A US court orders cruise ships to pay 400 million for docking in Cuba

A US court orders cruise ships to pay 400 million for docking in Cuba

US federal judge Beth Bloom sentenced this Friday the cruise companies Carnival, Royal Caribbean, Norwegian Cruise Line and MSC Cruises to pay more than 400 million dollars for docking at the Havana Cruise Port Terminal –also known as as Terminal Sierra Maestra–, thus violating Title III of the Helms-Burton Act, of 1996 and activated by Donald Trump in 2019.

Havana Docks, the plaintiff company registered in the state of Delaware, from which Fidel Castro expropriated the port facilities in 1960, filed the case in US courts in 2019. Bloom herself determined, last marchthat the accused committed the crime of usufruct and violated the US restrictions against Cuba “intentionally and deliberately.”

The ruling, signed by Bloom, states that considering the damage caused to Havana Docks and the complicity shown by the companies, “the payment of just over 100 million dollars for each defendant is certainly reasonable.” In addition, Bloom pointed out, the payment of a lower figure would not be in accordance with the seriousness of the fault of the companies, which have the right to appeal the sentence.

The judicial process against these four companies sets a precedent for future legal cases related to the properties seized by Fidel Castro. It will also, Bloom hopes, serve as a warning to companies that continue to do illegal business with the Havana regime, which never compensated companies whose assets were confiscated in the 1960s.

Bloom herself determined, last March, that the accused committed the crime of usufruct and violated the US restrictions against Cuba “intentionally and deliberately.”

The Helms-Burton Act allows US citizens to sue for monetary compensation for the usufruct of properties expropriated from their families and that have been used especially by shipping and hotel companies from third countries.

Havana Docks alleges that with these activities that occurred between 2015 and 2019, the four companies obtained up to 1.1 billion dollars in revenue and paid 138 million to Cuban government entities.

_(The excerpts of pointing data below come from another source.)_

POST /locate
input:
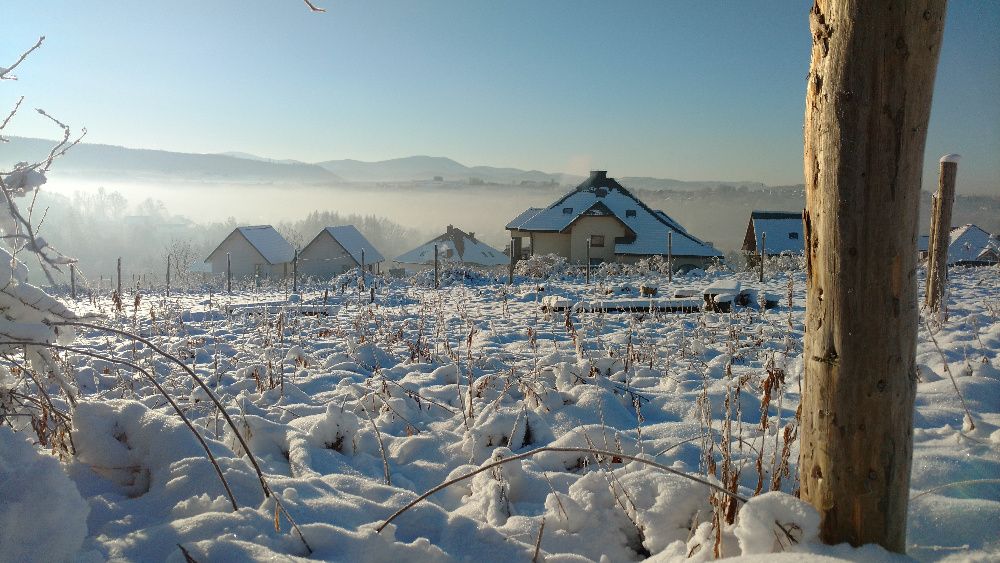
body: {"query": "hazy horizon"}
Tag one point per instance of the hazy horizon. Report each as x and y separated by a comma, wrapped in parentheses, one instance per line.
(684, 91)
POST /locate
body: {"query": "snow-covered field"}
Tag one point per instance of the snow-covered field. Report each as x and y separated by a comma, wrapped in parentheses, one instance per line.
(354, 413)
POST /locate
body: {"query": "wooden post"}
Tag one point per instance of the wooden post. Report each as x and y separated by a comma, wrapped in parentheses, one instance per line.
(763, 252)
(937, 245)
(670, 256)
(510, 271)
(437, 279)
(362, 268)
(867, 103)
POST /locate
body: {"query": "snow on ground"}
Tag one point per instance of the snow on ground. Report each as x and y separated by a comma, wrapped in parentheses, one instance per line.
(353, 409)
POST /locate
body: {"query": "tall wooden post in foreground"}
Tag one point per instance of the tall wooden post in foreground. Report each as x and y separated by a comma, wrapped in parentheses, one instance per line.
(867, 104)
(437, 270)
(670, 256)
(937, 245)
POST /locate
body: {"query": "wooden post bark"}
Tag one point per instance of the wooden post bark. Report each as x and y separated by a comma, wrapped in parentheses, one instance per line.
(867, 105)
(437, 271)
(937, 245)
(514, 249)
(763, 252)
(670, 256)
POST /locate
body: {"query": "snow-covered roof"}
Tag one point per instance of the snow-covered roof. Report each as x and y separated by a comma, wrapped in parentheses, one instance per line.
(265, 240)
(271, 245)
(455, 245)
(969, 243)
(600, 195)
(783, 229)
(354, 242)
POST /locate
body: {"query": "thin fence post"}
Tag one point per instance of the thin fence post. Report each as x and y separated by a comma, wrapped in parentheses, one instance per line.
(510, 270)
(763, 252)
(670, 256)
(362, 286)
(937, 245)
(437, 272)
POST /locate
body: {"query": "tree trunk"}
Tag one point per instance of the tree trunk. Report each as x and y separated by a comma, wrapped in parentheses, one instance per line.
(867, 105)
(937, 245)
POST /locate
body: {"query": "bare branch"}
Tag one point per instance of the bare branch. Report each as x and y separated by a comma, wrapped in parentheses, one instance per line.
(5, 72)
(313, 6)
(595, 452)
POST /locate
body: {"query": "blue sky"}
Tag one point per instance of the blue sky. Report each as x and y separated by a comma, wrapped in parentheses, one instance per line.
(687, 90)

The firms defended that their cruises to Cuba were framed within the guidelines established by the Treasury Department within the process of thaw with Cuba established by the Administration of President Barack Obama (2009-2017), but the magistrate rejected those arguments, according to the sentence.

He recalled that this was fixed in 12 categories and that those related to tourism were not contemplated, nor were those that could threaten the embargo against Cuba imposed by the US.

Around 40 lawsuits against companies, especially tourism companies, many of them hotel companies, have been filed in United States courts since Title III was activated in 2019. Trump activated the norm that has allowed these legal processes and that his predecessors, Obama, George W. Bush and Bill Clinton, never wanted due to the legal and commercial implications with third countries. Within the framework of a kind of thaw Promoted this year by the Joe Biden Administration, the condemnation of the four cruise companies demonstrates that the economic restrictions derived from the Helms-Burton Act are fully operational.